Summary: The Checklist for Reliable Auth
If you are building this in-house, ensure your architecture covers these bases:
- Buffer your expiry checks: Don't wait for
0seconds remaining. - Serialize your refreshes: Never let two threads refresh the same token.
- Handle revocation gracefully: Distinguish between "API is down" (retry) and "Token is dead" (alert user).
- Secure your storage: Encrypt at rest, always.
Or, you can offload this entirely. At Truto, we treat authentication infrastructure as a core product, so you can focus on the data, not the handshake.
FAQ
- What is the Truto Unified Calendar API?
- The Truto Unified Calendar API is a real-time pass-through API that normalizes calendar operations (events, availability, calendars, contacts, event types, attachments) across Google Calendar, Outlook Calendar, Calendly, and Cal.com into a single consistent schema. No calendar data is cached or stored - Truto calls the provider in real time, maps the response, and returns it.
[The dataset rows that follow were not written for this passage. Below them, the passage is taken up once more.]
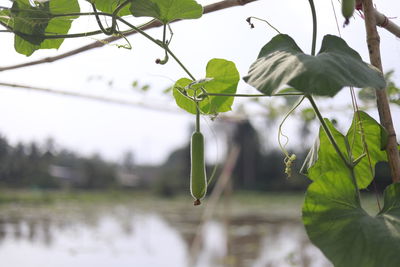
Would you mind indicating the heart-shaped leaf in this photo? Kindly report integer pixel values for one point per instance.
(167, 10)
(281, 62)
(364, 129)
(345, 233)
(332, 213)
(222, 77)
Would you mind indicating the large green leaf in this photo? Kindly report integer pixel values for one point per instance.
(323, 155)
(109, 6)
(167, 10)
(332, 214)
(364, 129)
(31, 23)
(345, 233)
(222, 77)
(282, 62)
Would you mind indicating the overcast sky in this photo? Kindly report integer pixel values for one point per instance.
(89, 126)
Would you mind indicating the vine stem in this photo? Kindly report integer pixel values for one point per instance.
(314, 36)
(254, 95)
(153, 24)
(373, 42)
(328, 132)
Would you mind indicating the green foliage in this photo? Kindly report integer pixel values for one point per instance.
(367, 94)
(166, 10)
(282, 62)
(332, 213)
(323, 156)
(222, 77)
(32, 23)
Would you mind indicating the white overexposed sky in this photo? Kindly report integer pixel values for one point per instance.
(89, 126)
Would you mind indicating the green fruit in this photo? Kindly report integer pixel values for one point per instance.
(348, 7)
(198, 179)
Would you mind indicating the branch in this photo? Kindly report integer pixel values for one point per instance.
(207, 9)
(382, 20)
(373, 41)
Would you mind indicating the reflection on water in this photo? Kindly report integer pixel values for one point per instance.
(121, 235)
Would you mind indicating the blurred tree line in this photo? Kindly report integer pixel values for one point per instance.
(39, 166)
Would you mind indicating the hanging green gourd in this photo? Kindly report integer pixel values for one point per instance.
(198, 178)
(348, 7)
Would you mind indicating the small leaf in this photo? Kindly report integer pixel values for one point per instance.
(166, 10)
(108, 6)
(31, 23)
(222, 77)
(281, 62)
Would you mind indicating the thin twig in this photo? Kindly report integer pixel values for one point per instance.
(207, 9)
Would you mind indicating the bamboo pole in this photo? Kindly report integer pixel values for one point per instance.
(373, 41)
(207, 9)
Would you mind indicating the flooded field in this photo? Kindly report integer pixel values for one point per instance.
(256, 231)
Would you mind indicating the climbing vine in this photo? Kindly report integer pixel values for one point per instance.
(340, 165)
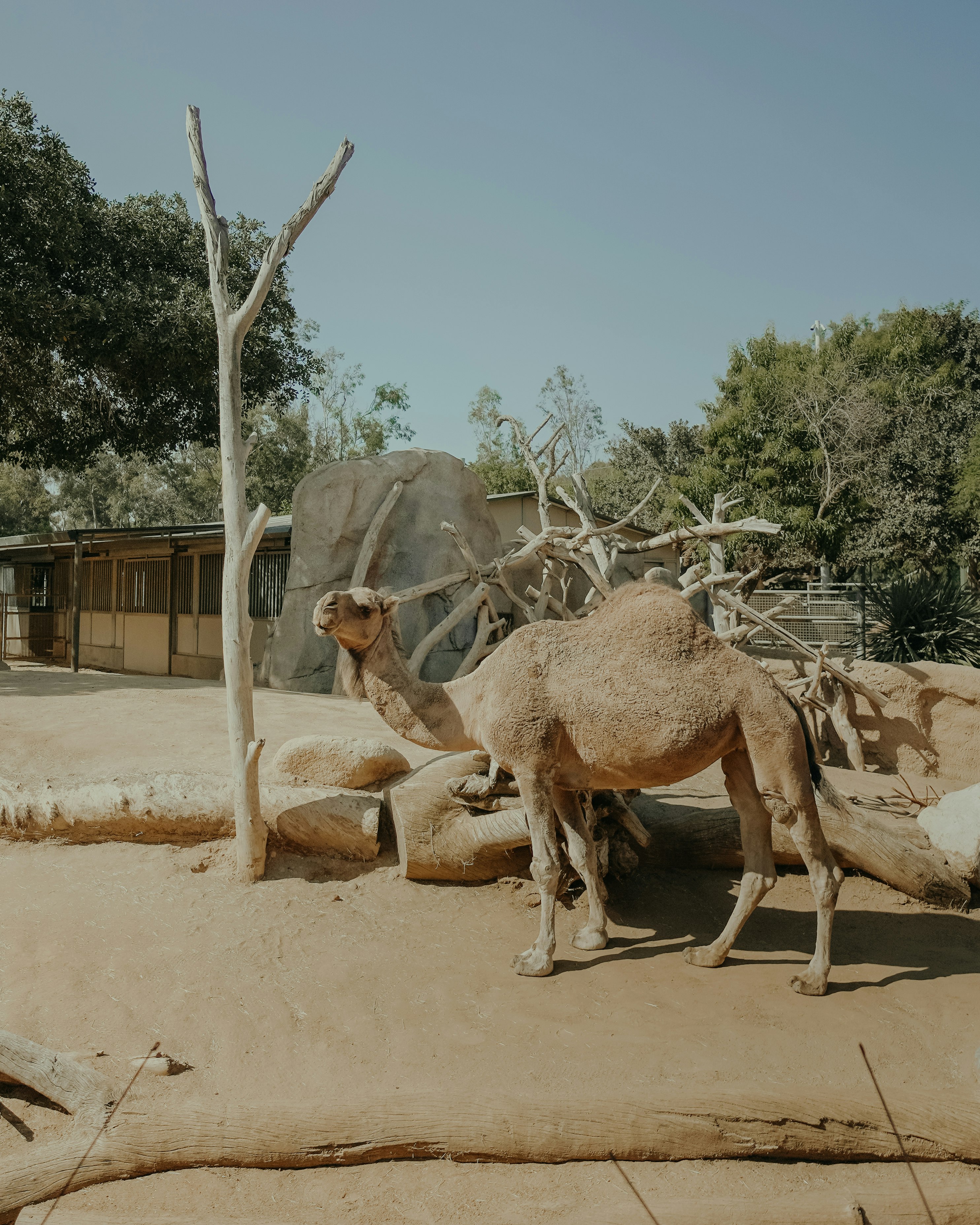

- How does Truto handle OAuth token refresh for calendar providers?
- Truto uses a two-pronged strategy: proactive refresh (scheduled 60-180 seconds before token expiry) and just-in-time checks (with a 30-second buffer before every API call). A per-account mutex lock prevents race conditions when multiple requests try to refresh the same token simultaneously.
- Can I use my own OAuth app with Truto's Calendar API?
- Yes. Truto provides a default OAuth app to get started quickly, but you can supply your own client credentials at the environment integration level. This gives you control over consent screen branding, scope selection, and credential portability if you ever switch providers.
- How does Truto normalize rate limits across calendar providers?
- Truto standardizes all rate limit signals into HTTP 429 responses with consistent headers: Retry-After (seconds), ratelimit-limit, ratelimit-remaining, and ratelimit-reset. These headers are returned on both error and success responses, so you can write one rate-limit handler for all calendar providers.
- Which calendar providers does Truto support?
- Truto supports Google Calendar, Outlook Calendar, Calendly, and Cal.com through both the Unified Calendar API (normalized schema) and the Proxy API (raw pass-through). Apple Calendar (iCloud) is not supported due to CalDAV protocol limitations including lack of OAuth and webhooks.